Burning fossil fuels can cause environmental pollution (Bao et al. 2011). Cellulose is the most abundant component of lignocellulose in the biosphere, and the cheapest renewable and natural organic substance (Liu et al. 2011). Cellulosic ethanol is the best alternative to fossil fuels (Raj et al. 2018; Costa et al. 2018). However, many intermolecular, intramolecular hydrogen bonds and other intermolecular interactions result in the long-lasting chain conformation and tight chain filling of cellulose, which cannot be dissolved by ordinary solvents (Medronho et al. 2012).

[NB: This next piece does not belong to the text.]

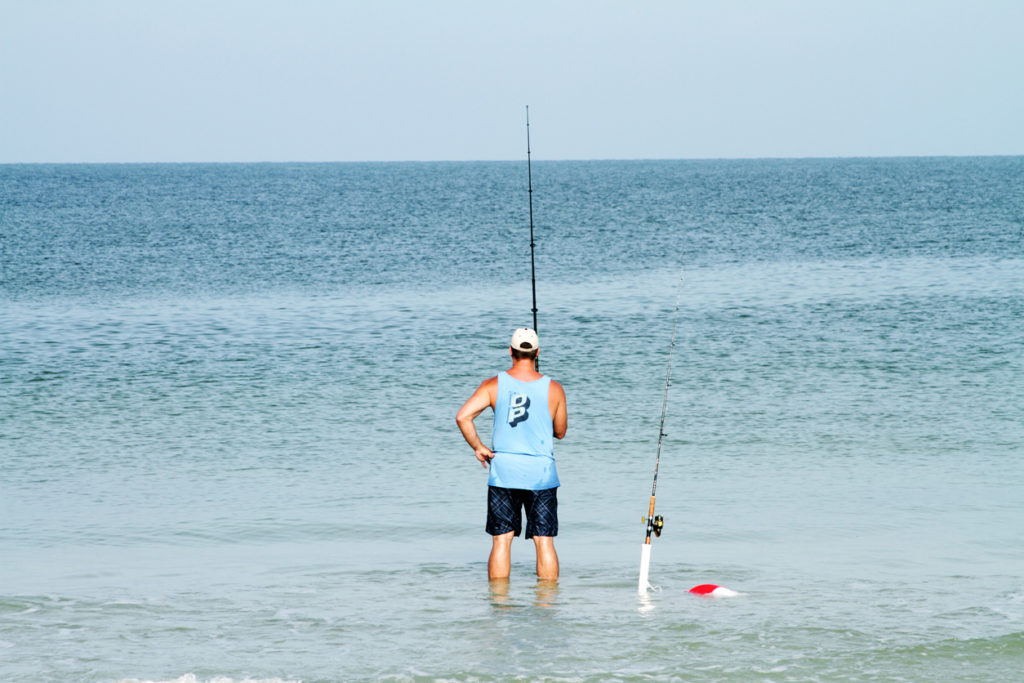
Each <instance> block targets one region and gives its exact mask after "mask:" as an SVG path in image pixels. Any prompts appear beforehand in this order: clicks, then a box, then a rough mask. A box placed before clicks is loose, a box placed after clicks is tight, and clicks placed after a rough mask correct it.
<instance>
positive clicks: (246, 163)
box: [0, 153, 1024, 166]
mask: <svg viewBox="0 0 1024 683" xmlns="http://www.w3.org/2000/svg"><path fill="white" fill-rule="evenodd" d="M1013 157H1024V154H1022V153H1017V154H1014V153H1010V154H920V155H879V156H871V155H838V156H793V157H785V156H767V157H631V158H616V157H602V158H588V159H541V160H535V161H539V162H540V163H546V162H547V163H566V162H571V163H586V162H673V161H686V162H708V161H723V162H729V161H844V160H848V161H853V160H867V159H893V160H895V159H1005V158H1013ZM522 161H523V160H522V159H390V160H381V159H360V160H347V161H341V160H334V161H323V160H322V161H308V160H305V161H303V160H287V161H281V160H278V161H271V160H263V161H12V162H8V161H0V166H132V165H134V166H158V165H167V166H173V165H199V164H209V165H218V164H219V165H225V166H227V165H244V164H253V165H273V164H282V165H285V164H306V165H313V164H505V163H521V162H522Z"/></svg>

Moreover, the hydrolysis of cellulose by chemical methods to produce cellulosic ethanol is complicated and expensive (Salinas et al. 2011). The utilization of lignocellulosic biomass lacks effective low-cost means (Lynd et al. 2002).
Water hyacinth (Eichhornia crassipes) has abundant utilizable lignocellulosic biomass (Ismail et al. 1995). It can tolerate seasonal changes in flow rate, water level, pH, nutrient availability, temperature, and toxic substances (Asrofi et al. 2018; Sumrith and Dangtungee 2019). Water hyacinth can multiply quickly at suitable temperature (between 10 and 35°C) in a nutrition balanced environment (Mayo and Hanai 2017). The infestation of water hyacinth affects water transport and ecological balance, and causes secondary pollution of water bodies. These limitations are great challenges to the ecosystem. To solve these problems and make reasonable use of water hyacinth resources, some researchers have studied enzymatic degradation of water hyacinth. The reactions of 170 U/g cellulase from Trichoderma reesei with alkali-treated water hyacinth for 36 h (Ganguly et al. 2013), 30 FPU/g cellulase from Aspergillus fumigatus with acid-treated water hyacinth for 24 h (Das et al. 2013, 2016), and 10 FPU/g cellulase from T. atroviride with acid-treated water hyacinth for 70 h (Rajesh et al., 2014) lead to the maximum sugar yields of 299.13, 425.6 and 380.97 mg/g respectively. In this work, after 121.25 U/g Cel1029 (the enzyme loading of 1 g of water hyacinth is 121.25 U) reacts with acid-treated water hyacinth for 22 h, the reducing sugar yield is 430.39 mg/g (sugar yield per gram of water hyacinth).
We metagenomically screened a novel type of cellulase through from the soils of Ferula asafoetida distribution area. The cellulase shows excellent thermal stability, tolerance against metal ions, organic solvents, and salt solutions, and high ability of degrading water hyacinth, which together prove its great potential for industrial application.